📋Running Benchmarks

This guide covers how to run reproducible benchmarks with SLM Lab, including hyperparameter search methodology and best practices.

Quick Start

After installation, copy SPEC_FILE and SPEC_NAME from result tables in the benchmark pages.

Running Benchmarks

Local - runs on your machine (Classic Control: minutes):

slm-lab run SPEC_FILE SPEC_NAME train

Remote - cloud GPU via dstack, auto-syncs to HuggingFace:

source .env && slm-lab run-remote --gpu SPEC_FILE SPEC_NAME train -n NAME

Remote setup: cp .env.example .env then set HF_TOKEN. See Remote Training for dstack config.
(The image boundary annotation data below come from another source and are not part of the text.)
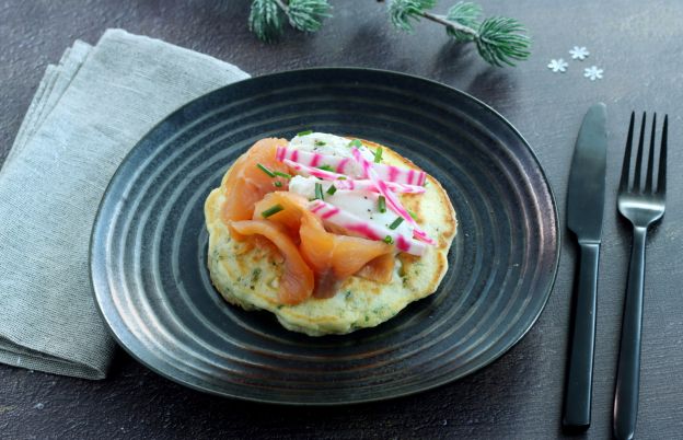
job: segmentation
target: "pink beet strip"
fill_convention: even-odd
[[[334,181],[334,185],[337,189],[349,190],[371,190],[379,193],[377,185],[370,180],[352,180],[348,178],[344,174],[333,173],[332,171],[321,170],[313,166],[302,165],[297,162],[292,162],[289,159],[283,159],[282,162],[291,169],[312,175],[313,177],[320,177],[325,181]],[[422,194],[425,193],[424,186],[400,184],[395,182],[386,182],[386,186],[396,193],[402,194]]]
[[[338,178],[347,178],[344,174],[333,173],[332,171],[321,170],[313,166],[302,165],[289,159],[283,159],[282,163],[299,172],[306,173],[313,177],[324,178],[325,181],[337,181]]]
[[[280,162],[283,162],[285,159],[289,159],[292,162],[306,166],[329,165],[339,174],[347,174],[351,177],[363,177],[354,173],[355,161],[351,161],[350,158],[313,153],[289,147],[278,147],[275,158]],[[385,182],[422,186],[427,178],[427,174],[424,171],[403,169],[383,163],[373,163],[372,167],[377,171],[378,176]]]
[[[405,236],[404,234],[395,230],[391,230],[382,224],[375,224],[363,220],[351,212],[339,209],[323,200],[311,201],[309,210],[321,219],[366,239],[382,241],[389,235],[392,238],[398,251],[412,255],[420,256],[425,253],[425,248],[427,247],[422,242]]]
[[[370,177],[370,180],[377,185],[378,189],[380,190],[380,194],[384,196],[384,198],[386,199],[386,205],[394,212],[403,217],[404,220],[406,220],[409,224],[413,225],[413,229],[414,229],[413,234],[415,235],[415,238],[428,244],[432,244],[432,245],[436,244],[436,242],[431,240],[427,235],[427,233],[417,224],[415,219],[403,207],[403,205],[401,205],[401,200],[398,200],[398,197],[396,197],[396,195],[391,189],[389,189],[386,184],[378,176],[377,172],[374,171],[372,166],[373,164],[370,161],[368,161],[366,158],[363,158],[357,148],[354,148],[351,150],[351,154],[354,154],[354,159],[356,160],[356,162],[358,162],[358,164],[362,166],[363,173],[368,177]]]

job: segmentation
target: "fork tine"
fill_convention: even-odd
[[[633,147],[633,127],[636,112],[630,112],[630,124],[628,125],[628,136],[626,137],[626,151],[624,151],[624,164],[622,165],[622,178],[620,181],[620,193],[628,190],[628,175],[630,174],[630,150]]]
[[[659,150],[659,175],[657,176],[657,194],[667,194],[667,138],[669,136],[669,115],[664,115],[664,128],[662,128],[662,142]]]
[[[634,173],[634,190],[640,192],[640,170],[643,165],[643,144],[645,143],[645,118],[646,113],[643,112],[643,123],[640,123],[640,138],[638,139],[638,152],[636,153],[636,171]]]
[[[645,174],[645,193],[652,192],[652,177],[655,176],[655,129],[657,128],[657,113],[652,115],[652,132],[650,135],[650,151],[648,153],[648,170]]]

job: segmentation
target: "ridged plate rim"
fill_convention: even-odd
[[[115,320],[115,316],[111,316],[108,314],[107,310],[105,310],[105,304],[103,303],[102,298],[101,298],[101,296],[105,294],[105,292],[99,291],[97,288],[96,288],[96,286],[97,286],[96,281],[99,279],[99,277],[101,276],[101,274],[100,274],[99,269],[95,267],[95,265],[93,263],[93,259],[94,259],[93,256],[94,256],[94,252],[95,252],[95,246],[99,243],[97,242],[96,232],[97,232],[99,228],[102,228],[102,225],[101,225],[101,223],[103,221],[102,212],[103,212],[103,207],[106,204],[107,195],[109,194],[109,190],[111,190],[112,186],[114,185],[114,183],[116,182],[118,175],[121,173],[124,164],[126,164],[128,159],[136,152],[136,150],[140,146],[140,143],[142,143],[142,141],[150,134],[154,132],[160,126],[162,126],[166,119],[173,117],[173,115],[175,115],[177,113],[183,112],[185,108],[193,106],[196,102],[206,99],[208,95],[210,95],[212,93],[222,91],[224,89],[240,88],[240,86],[243,86],[244,84],[248,84],[250,82],[255,81],[255,80],[277,79],[278,77],[297,76],[297,74],[300,74],[300,73],[306,73],[306,72],[311,72],[311,71],[317,71],[317,72],[324,72],[324,71],[337,71],[337,72],[350,71],[350,72],[355,72],[355,73],[359,73],[359,74],[362,74],[362,72],[372,72],[372,73],[375,73],[375,74],[386,74],[386,76],[390,76],[390,77],[392,77],[392,76],[393,77],[405,77],[405,78],[408,78],[408,79],[412,79],[412,80],[415,80],[415,81],[425,82],[425,83],[429,84],[430,86],[447,89],[450,93],[459,94],[462,99],[472,101],[474,104],[479,106],[484,112],[490,113],[495,118],[497,118],[500,123],[502,123],[505,126],[507,126],[507,128],[510,130],[510,132],[514,137],[517,137],[518,140],[521,142],[521,144],[528,150],[528,153],[530,154],[530,158],[533,161],[534,167],[540,173],[541,180],[545,184],[545,188],[544,189],[547,192],[549,204],[552,206],[552,212],[551,212],[552,216],[549,216],[552,221],[548,223],[548,225],[551,227],[551,229],[554,232],[554,235],[556,236],[556,240],[553,243],[555,245],[555,252],[554,252],[554,255],[553,255],[554,263],[553,263],[553,266],[552,266],[552,274],[551,274],[547,287],[546,287],[545,291],[543,292],[542,304],[539,308],[539,310],[536,311],[536,313],[529,321],[529,325],[526,325],[526,328],[524,328],[522,332],[520,332],[520,334],[517,335],[517,337],[508,339],[508,343],[505,344],[502,347],[500,347],[495,354],[493,354],[493,356],[490,356],[486,362],[483,362],[483,363],[479,363],[479,364],[474,364],[470,369],[464,370],[463,372],[461,372],[460,374],[454,374],[452,377],[447,377],[447,378],[444,378],[444,379],[442,379],[442,380],[440,380],[440,381],[438,381],[436,383],[429,384],[427,386],[422,386],[420,389],[416,389],[416,390],[408,391],[408,392],[398,392],[398,393],[395,393],[393,395],[381,395],[381,396],[377,396],[377,397],[368,397],[368,398],[359,398],[359,400],[348,400],[346,402],[342,402],[342,401],[334,401],[334,402],[325,402],[325,401],[320,401],[320,402],[296,402],[296,401],[277,400],[277,398],[254,398],[254,397],[250,397],[250,396],[242,396],[242,395],[238,395],[238,394],[230,394],[230,393],[212,390],[210,387],[201,386],[201,385],[198,385],[196,383],[193,383],[193,382],[189,382],[189,381],[185,381],[185,380],[183,380],[181,378],[174,377],[173,374],[171,374],[167,371],[164,371],[161,368],[158,368],[152,362],[146,361],[142,356],[137,354],[136,350],[126,343],[126,338],[134,338],[135,339],[135,336],[132,334],[130,334],[125,326],[121,327],[119,325],[119,323]],[[429,172],[429,170],[427,170],[427,172]],[[234,82],[232,84],[229,84],[229,85],[225,85],[223,88],[217,89],[217,90],[215,90],[212,92],[209,92],[209,93],[207,93],[205,95],[198,96],[197,99],[189,101],[188,103],[186,103],[183,106],[178,107],[176,111],[174,111],[171,114],[169,114],[164,119],[162,119],[158,124],[155,124],[148,131],[148,134],[146,134],[140,139],[140,141],[138,141],[136,147],[134,147],[126,154],[126,157],[124,158],[124,160],[119,164],[117,171],[112,176],[112,180],[109,181],[109,184],[107,185],[107,188],[105,189],[105,193],[104,193],[104,196],[103,196],[102,201],[100,204],[100,207],[97,209],[97,212],[96,212],[96,216],[95,216],[95,221],[94,221],[93,229],[92,229],[91,241],[90,241],[90,253],[89,253],[89,266],[90,266],[90,279],[91,279],[91,285],[93,287],[93,294],[94,294],[94,298],[95,298],[95,303],[97,304],[97,311],[100,312],[100,314],[103,317],[104,322],[108,326],[108,328],[111,331],[111,334],[113,335],[114,339],[132,358],[135,358],[140,363],[144,364],[147,368],[149,368],[150,370],[154,371],[155,373],[158,373],[158,374],[160,374],[160,375],[162,375],[162,377],[164,377],[164,378],[166,378],[166,379],[169,379],[169,380],[171,380],[173,382],[176,382],[176,383],[180,383],[182,385],[188,386],[190,389],[194,389],[194,390],[197,390],[197,391],[200,391],[200,392],[206,392],[206,393],[213,394],[213,395],[223,396],[223,397],[234,397],[234,398],[240,398],[240,400],[245,400],[245,401],[251,401],[251,402],[257,402],[257,403],[270,403],[270,404],[281,404],[281,405],[337,406],[337,405],[361,404],[361,403],[368,403],[368,402],[385,401],[385,400],[390,400],[390,398],[396,398],[396,397],[402,397],[402,396],[407,396],[407,395],[421,393],[424,391],[432,390],[432,389],[441,386],[443,384],[447,384],[447,383],[453,382],[455,380],[462,379],[462,378],[464,378],[464,377],[466,377],[468,374],[472,374],[473,372],[478,371],[478,370],[489,366],[490,363],[495,362],[502,355],[505,355],[507,351],[509,351],[510,348],[512,348],[514,345],[517,345],[530,332],[530,329],[537,322],[539,317],[541,316],[541,314],[545,310],[545,306],[547,305],[547,301],[548,301],[549,296],[552,293],[553,287],[554,287],[554,285],[556,282],[556,279],[557,279],[557,270],[558,270],[558,267],[559,267],[559,257],[560,257],[560,243],[562,243],[562,233],[560,233],[560,229],[559,229],[557,204],[556,204],[555,195],[553,193],[553,188],[552,188],[552,186],[549,184],[549,181],[547,178],[547,175],[545,173],[545,170],[541,165],[541,162],[540,162],[536,153],[531,148],[529,142],[524,139],[524,137],[519,132],[519,130],[517,130],[517,128],[510,121],[508,121],[502,115],[500,115],[493,107],[490,107],[489,105],[485,104],[481,100],[478,100],[478,99],[467,94],[466,92],[463,92],[463,91],[458,90],[455,88],[452,88],[452,86],[449,86],[447,84],[440,83],[438,81],[429,80],[429,79],[426,79],[426,78],[422,78],[422,77],[418,77],[418,76],[414,76],[414,74],[395,72],[395,71],[383,70],[383,69],[371,69],[371,68],[317,67],[317,68],[297,69],[297,70],[288,70],[288,71],[281,71],[281,72],[276,72],[276,73],[269,73],[269,74],[253,77],[253,78],[248,78],[248,79],[245,79],[245,80],[242,80],[242,81],[239,81],[239,82]]]

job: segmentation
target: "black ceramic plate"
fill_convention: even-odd
[[[439,290],[375,328],[291,333],[211,287],[206,196],[254,141],[304,129],[394,148],[438,178],[455,207]],[[501,356],[548,299],[558,241],[534,153],[491,108],[420,78],[313,69],[225,86],[152,129],[104,196],[91,270],[116,339],[166,378],[252,401],[342,404],[427,390]]]

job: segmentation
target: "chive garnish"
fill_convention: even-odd
[[[261,170],[264,173],[268,174],[269,177],[275,177],[275,173],[271,172],[270,170],[268,170],[267,167],[265,167],[264,165],[262,165],[261,163],[257,163],[256,166],[258,167],[258,170]]]
[[[384,196],[380,196],[380,198],[378,198],[378,205],[380,208],[380,212],[386,212],[386,199],[384,198]]]
[[[403,217],[396,217],[396,220],[389,225],[389,229],[396,229],[401,223],[403,223]]]
[[[276,176],[285,177],[285,178],[291,178],[291,174],[280,173],[279,171],[274,171],[273,174],[275,174]]]
[[[382,147],[378,147],[378,149],[374,150],[374,163],[380,163],[381,160],[382,160]]]
[[[275,215],[275,213],[278,213],[278,212],[280,212],[280,211],[281,211],[281,210],[283,210],[283,209],[285,209],[285,208],[282,208],[282,205],[277,204],[277,205],[274,205],[274,206],[271,206],[270,208],[266,209],[266,210],[265,210],[265,211],[263,211],[261,215],[262,215],[265,219],[267,219],[268,217],[270,217],[270,216],[273,216],[273,215]]]
[[[349,147],[360,148],[362,147],[362,142],[360,141],[360,139],[354,139],[352,141],[349,142]]]
[[[323,196],[323,185],[319,183],[315,184],[315,198],[319,200],[325,199],[325,197]]]

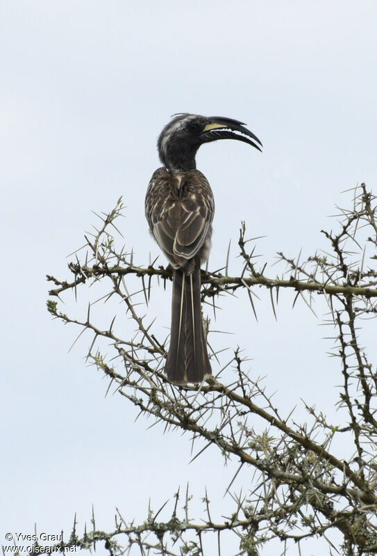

Recommended: Use run-remote for MuJoCo and Atari benchmarks. Cloud GPUs are faster and cheaper than local training for longer runs.

Atari

All games share one spec file (54 tested, 5 hard exploration skipped). Use -s env=ENV to substitute:

source .env && slm-lab run-remote --gpu -s env=ALE/Pong-v5 slm_lab/spec/benchmark/ppo/ppo_atari.json ppo_atari train -n pong

Download Results

Trained models and metrics sync to HuggingFace. Pull locally:

source .env && slm-lab pull SPEC_NAME
slm-lab list  # see available experiments

Replay Trained Model

slm-lab run slm_lab/spec/benchmark/ppo/ppo_cartpole.json ppo_cartpole enjoy@data/ppo_cartpole_*/ppo_cartpole_t0_spec.json

Authoritative source: BENCHMARKS.md in the repository contains exact reproduction commands, current results, and HuggingFace links.

Standardized Settings

Fair comparison requires consistent configurations across environment categories:

Three-Stage Search Process

When tuning hyperparameters or adding new environments, use this systematic approach:

Stage

Mode

Config

Purpose

1. ASHA

search

max_session=1, search_scheduler enabled

Wide exploration with early termination

2. Multi

search

max_session=4, NO search_scheduler

Validate top configs with multiple seeds

3. Final

train

Best hyperparameters committed to spec

Confirmation run for benchmark table

Stage 1: ASHA Search

ASHA (Asynchronous Successive Halving) terminates unpromising trials early, focusing compute on promising configurations.

{
  "meta": {
    "max_session": 1,
    "max_trial": 16,
    "search_resources": {"cpu": 2, "gpu": 0.25},
    "search_scheduler": {
      "grace_period": 500000,
      "reduction_factor": 3
    }
  },
  "search": {
    "agent.algorithm.lam__uniform": [0.7, 0.98],
    "agent.algorithm.entropy_coef_spec.start_val__loguniform": [0.005, 0.03],
    "agent.net.optim_spec.lr__loguniform": [1e-4, 5e-4]
  }
}

slm-lab run spec.json spec_name search                                        # local
source .env && slm-lab run-remote --gpu spec.json spec_name search -n NAME    # remote

Stage 2: Multi-Seed Validation

After ASHA, validate top 3-5 configurations with multiple seeds (no early stopping):

{
  "meta": {
    "max_session": 4,
    "max_trial": 5
  }
}

Single runs can be lucky—averaging 4 independent runs reveals true performance.

Stage 3: Final Validation

Update spec defaults with best hyperparameters, then run in train mode:

slm-lab run spec.json spec_name train                                        # local
source .env && slm-lab run-remote --gpu spec.json spec_name train -n NAME    # remote

Never use raw search results in benchmark tables. Always run a final validation with committed spec file.

Search Space Sizing

Rule: ~3-4 trials per search dimension minimum.

max_trial

Max Dimensions

Use Case

2-3

Focused refinement

12-16

3-4

Typical search

Wide exploration

6-7

Broad ASHA search

High-Impact Hyperparameters

Focus on these first—they have the largest effect on performance:

Priority

Parameter

Path

Typical Range

Learning rate

agent.net.optim_spec.lr

1e-5 to 1e-3

Discount factor

agent.algorithm.gamma

0.98-0.999

GAE lambda

agent.algorithm.lam

0.9-0.99

Entropy coefficient

agent.algorithm.entropy_coef_spec.start_val

0.001-0.1

Clip epsilon

agent.algorithm.clip_eps_spec.start_val

0.1-0.3

Less impactful (fix based on successful runs): minibatch_size, training_epoch, network architecture.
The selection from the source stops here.